Blair nodded. "When Joel told you that it was okay, that he knew which wire, you asked why Aaron Rorie would do such a thing. Then your eyes rolled to the back of your head, and you went into convulsions. Scared the crap out of all of us. Simon and I were trying to hold you steady, and the Bomb Squad was trying to get to the detonator.... Ten years of my life flew by, man. The next time you get a fever, I'm taking you straight to the emergency room. Bat those baby blues all you want to, get that little catch in your voice.... Nothing's going to work next time."

"I have never batted my eyes," Jim protested.

"Yeah, right," Blair scoffed. "You were probably doing it in your crib, Jim."

"You're full of it, Sandburg."

"Not half as full as you are, man." He patted his arm, and stood. "Let me get out of here before the nurse comes and kicks me out."

"Speaking of getting kicked out...?" Jim asked suggestively.

"They're gonna keep you a couple more days. That fever nearly burned you dry."

"Can't you tell them you'll make sure I get enough fluids?"

Blair grinned. "You're batting your eyes, man."

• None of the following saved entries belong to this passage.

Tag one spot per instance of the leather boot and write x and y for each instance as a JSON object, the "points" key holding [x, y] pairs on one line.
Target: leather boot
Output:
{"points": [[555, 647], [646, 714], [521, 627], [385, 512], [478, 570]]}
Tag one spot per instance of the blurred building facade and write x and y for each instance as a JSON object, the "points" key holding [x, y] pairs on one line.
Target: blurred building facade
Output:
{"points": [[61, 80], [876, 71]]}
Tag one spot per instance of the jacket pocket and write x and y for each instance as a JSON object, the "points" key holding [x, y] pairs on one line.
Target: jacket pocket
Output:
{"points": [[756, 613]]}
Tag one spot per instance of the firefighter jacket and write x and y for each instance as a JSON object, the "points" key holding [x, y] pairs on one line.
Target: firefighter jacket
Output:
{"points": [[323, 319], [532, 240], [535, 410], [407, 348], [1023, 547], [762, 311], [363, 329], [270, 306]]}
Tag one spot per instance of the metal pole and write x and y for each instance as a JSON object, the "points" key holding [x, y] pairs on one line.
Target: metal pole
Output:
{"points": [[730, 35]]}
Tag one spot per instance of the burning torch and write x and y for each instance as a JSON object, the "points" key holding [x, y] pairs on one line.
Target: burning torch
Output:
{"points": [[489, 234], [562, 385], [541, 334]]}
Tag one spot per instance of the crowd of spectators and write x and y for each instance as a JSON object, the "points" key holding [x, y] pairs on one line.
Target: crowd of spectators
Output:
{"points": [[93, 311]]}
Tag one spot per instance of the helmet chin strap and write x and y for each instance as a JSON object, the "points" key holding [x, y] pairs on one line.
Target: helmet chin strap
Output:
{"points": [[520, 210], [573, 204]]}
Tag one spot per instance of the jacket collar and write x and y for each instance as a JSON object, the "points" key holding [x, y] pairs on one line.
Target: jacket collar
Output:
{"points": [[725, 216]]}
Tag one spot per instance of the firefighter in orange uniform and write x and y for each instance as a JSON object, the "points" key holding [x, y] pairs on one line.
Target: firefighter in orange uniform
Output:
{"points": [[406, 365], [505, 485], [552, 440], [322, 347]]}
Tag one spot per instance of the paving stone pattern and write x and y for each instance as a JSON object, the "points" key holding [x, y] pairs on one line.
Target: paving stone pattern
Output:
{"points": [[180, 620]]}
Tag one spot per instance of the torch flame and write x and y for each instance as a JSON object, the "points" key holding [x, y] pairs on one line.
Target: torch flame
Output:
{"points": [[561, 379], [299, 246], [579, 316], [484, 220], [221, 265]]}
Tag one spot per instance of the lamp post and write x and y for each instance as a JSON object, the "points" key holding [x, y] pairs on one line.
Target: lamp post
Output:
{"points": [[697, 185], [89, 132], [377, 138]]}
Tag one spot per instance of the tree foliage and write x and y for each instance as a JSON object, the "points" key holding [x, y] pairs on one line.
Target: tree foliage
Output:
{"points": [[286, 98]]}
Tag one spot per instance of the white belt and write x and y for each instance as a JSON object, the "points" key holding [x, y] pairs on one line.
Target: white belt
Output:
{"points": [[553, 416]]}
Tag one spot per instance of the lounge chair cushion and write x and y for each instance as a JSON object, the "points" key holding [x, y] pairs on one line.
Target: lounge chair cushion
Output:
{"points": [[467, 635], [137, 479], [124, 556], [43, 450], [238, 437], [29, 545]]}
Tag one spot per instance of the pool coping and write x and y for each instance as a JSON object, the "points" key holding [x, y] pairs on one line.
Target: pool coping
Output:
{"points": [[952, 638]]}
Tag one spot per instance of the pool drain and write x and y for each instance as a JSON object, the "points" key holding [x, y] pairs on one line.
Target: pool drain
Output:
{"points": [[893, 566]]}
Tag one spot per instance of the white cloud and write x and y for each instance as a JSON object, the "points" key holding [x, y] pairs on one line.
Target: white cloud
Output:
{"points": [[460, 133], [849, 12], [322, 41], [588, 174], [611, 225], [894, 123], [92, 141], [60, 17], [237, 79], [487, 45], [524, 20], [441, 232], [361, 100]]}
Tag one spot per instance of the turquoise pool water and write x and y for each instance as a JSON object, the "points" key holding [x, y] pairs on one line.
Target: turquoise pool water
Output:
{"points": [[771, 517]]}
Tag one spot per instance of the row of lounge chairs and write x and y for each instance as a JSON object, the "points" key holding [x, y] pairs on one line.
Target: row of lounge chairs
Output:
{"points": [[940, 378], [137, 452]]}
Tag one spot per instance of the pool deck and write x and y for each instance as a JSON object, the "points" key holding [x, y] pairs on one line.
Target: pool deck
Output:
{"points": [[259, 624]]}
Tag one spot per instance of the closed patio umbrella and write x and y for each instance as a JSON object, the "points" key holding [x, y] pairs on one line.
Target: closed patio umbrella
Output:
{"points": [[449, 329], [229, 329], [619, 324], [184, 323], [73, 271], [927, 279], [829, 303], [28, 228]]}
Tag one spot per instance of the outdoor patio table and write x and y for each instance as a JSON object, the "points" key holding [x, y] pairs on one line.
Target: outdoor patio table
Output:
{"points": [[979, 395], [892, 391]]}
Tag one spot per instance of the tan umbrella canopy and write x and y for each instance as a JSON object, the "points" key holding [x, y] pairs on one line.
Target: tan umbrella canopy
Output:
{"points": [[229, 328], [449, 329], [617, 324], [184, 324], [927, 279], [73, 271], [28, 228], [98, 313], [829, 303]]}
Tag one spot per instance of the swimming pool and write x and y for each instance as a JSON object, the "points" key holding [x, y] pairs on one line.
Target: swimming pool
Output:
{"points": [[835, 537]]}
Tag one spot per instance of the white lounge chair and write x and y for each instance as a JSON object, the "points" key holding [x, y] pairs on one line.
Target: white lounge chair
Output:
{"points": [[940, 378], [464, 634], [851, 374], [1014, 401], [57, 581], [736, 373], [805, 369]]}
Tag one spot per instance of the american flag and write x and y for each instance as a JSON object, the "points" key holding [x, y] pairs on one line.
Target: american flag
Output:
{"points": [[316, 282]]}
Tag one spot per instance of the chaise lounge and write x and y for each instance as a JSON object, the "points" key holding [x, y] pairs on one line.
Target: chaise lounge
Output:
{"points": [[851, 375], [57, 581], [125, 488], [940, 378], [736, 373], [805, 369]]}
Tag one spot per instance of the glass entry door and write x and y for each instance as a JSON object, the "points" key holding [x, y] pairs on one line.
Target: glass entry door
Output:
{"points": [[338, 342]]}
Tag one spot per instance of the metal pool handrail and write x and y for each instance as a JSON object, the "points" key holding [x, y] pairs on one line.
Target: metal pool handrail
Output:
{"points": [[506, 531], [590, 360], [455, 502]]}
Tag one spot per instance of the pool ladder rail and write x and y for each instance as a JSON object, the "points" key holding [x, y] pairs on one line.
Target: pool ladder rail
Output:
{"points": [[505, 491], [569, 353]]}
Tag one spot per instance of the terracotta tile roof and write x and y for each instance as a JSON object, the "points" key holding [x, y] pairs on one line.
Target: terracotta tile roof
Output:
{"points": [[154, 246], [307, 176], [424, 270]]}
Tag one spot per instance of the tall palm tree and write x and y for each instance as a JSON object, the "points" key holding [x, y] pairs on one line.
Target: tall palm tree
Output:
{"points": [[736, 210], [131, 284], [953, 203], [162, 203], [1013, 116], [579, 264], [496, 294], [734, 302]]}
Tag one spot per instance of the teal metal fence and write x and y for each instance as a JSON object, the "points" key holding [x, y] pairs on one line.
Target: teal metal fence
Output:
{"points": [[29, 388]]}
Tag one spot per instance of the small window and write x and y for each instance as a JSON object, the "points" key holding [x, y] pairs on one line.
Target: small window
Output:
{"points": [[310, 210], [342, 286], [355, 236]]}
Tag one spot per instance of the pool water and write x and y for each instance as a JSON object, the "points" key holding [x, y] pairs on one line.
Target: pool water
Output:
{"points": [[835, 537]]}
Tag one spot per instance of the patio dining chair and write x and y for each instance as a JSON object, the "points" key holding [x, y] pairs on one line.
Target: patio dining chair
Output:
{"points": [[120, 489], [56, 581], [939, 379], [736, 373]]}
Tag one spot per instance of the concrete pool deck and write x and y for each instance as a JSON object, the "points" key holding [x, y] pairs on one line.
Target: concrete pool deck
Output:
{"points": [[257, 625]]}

Jim started to deny it, then shrugged. "Is it working?"

His partner laughed. "I'll think about it. Get some sleep, okay?" he added, his smile fading. "You really scared me this time."

Jim nodded. "I really scared myself."

Blair knew he wasn't talking about the physical danger he'd been in. "Don't worry about it, Jim. We'll handle it. It's what we do, remember?"

"That's something I'll never forget, Chief."

Blair walked to the door. "Go to sleep...and, Jim?"

"Yeah, Chief?"

"Sweet dreams."

Jim nodded, and cautiously closed his eyes. No body bags appeared, no humming sickening odor of blood. Just the comforting sound of his Guide's heartbeat, and the equally soothing scent of his shampoo. With a smile, he cracked an eye open. "It's okay, partner. Go home."

Blair nodded from the position he'd taken in the doorway, then walked away, confident his Sentinel was healing.

Jim listened to the retreating steps for a moment before he closed his eyes, and slept...dreamlessly.